No dudó en saltar dentro, se arrodilló a su lado y le cogió la mano en un
esfuerzo inútil por hacer algo para ayudarla. Lidia flotaba en medio del agua,
sin tocar el fondo, pero tampoco saliendo a la superficie, tenía los ojos
cerrados, pero las branquias en su cuello se abrían y cerraban a un ritmo lento
y lastimoso, lo que al menos significaba que seguía con vida. Sofía había
notado lo mismo, por lo que había preguntado a gritos si había un médico entre
la gente del pueblo, pero nadie le respondió, todos se miraron con la esperanza
de que alguno supiera algo, pero todos sabían lo mismo: que en ese pueblo no
había ningún médico y que el más cercano estaba en una pequeña ciudad a medio
día de distancia a caballo, y así se lo dijeron y así se lo dijo ella a
Cornelio, este quiso pensárselo unos segundos pero la muchacha insistió, “No la
dejes morir ahí…” Fue un ruego, pero con sabor a amenaza, entonces Cornelio se
dirigió a Beatriz, “Carguen todo y vamos por ese médico…” Luego agregó, “…tal
vez, de paso, ese doctor me pueda ver a mí también” Pero nadie le oyó eso
último, porque las mujeres ya habían salido casi a la carrera.
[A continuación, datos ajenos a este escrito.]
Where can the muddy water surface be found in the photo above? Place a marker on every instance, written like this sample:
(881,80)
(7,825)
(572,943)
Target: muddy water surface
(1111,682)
Así fue como el
campamento comenzó a ser montado en los camiones en las propias narices de los
visitantes que no atinaban a moverse del lugar. Eloísa, que como siempre
aguardaba escondida en su tienda para no arruinar la sorpresa de su aparición,
se quedó sin actuar ese día y solo se enteró de lo que ocurría cuando su tienda
comenzó a ser desmontada por los trabajadores, que ante la urgencia de la
situación, levantaron todo en un tiempo récord. Sofía puso en marcha su camión
sin siquiera esperar a que los hermanos Monje hicieran su magia, lo que estuvo
bien, porque mucha gente aún los observaba con una mezcla de preocupación y
desilusión mientras el circo se iba a toda prisa.
Gracias
a la magia de los hermanos Monje, el tiempo que tardaran en dar con la ciudad
en la que el médico atendía, no corría. Era una ciudad pequeña, efectivamente,
pero bonita y ordenada, con sus casitas sólidas y uniformes y sus calles
centrales pavimentadas. Tanto Beatriz como Sofía se adentraron en ella apenas
se instalaron en las afueras, algunas personas que estaban cerca les miraban
como a extraterrestres, porque aquellos camiones habían surgido de la nada.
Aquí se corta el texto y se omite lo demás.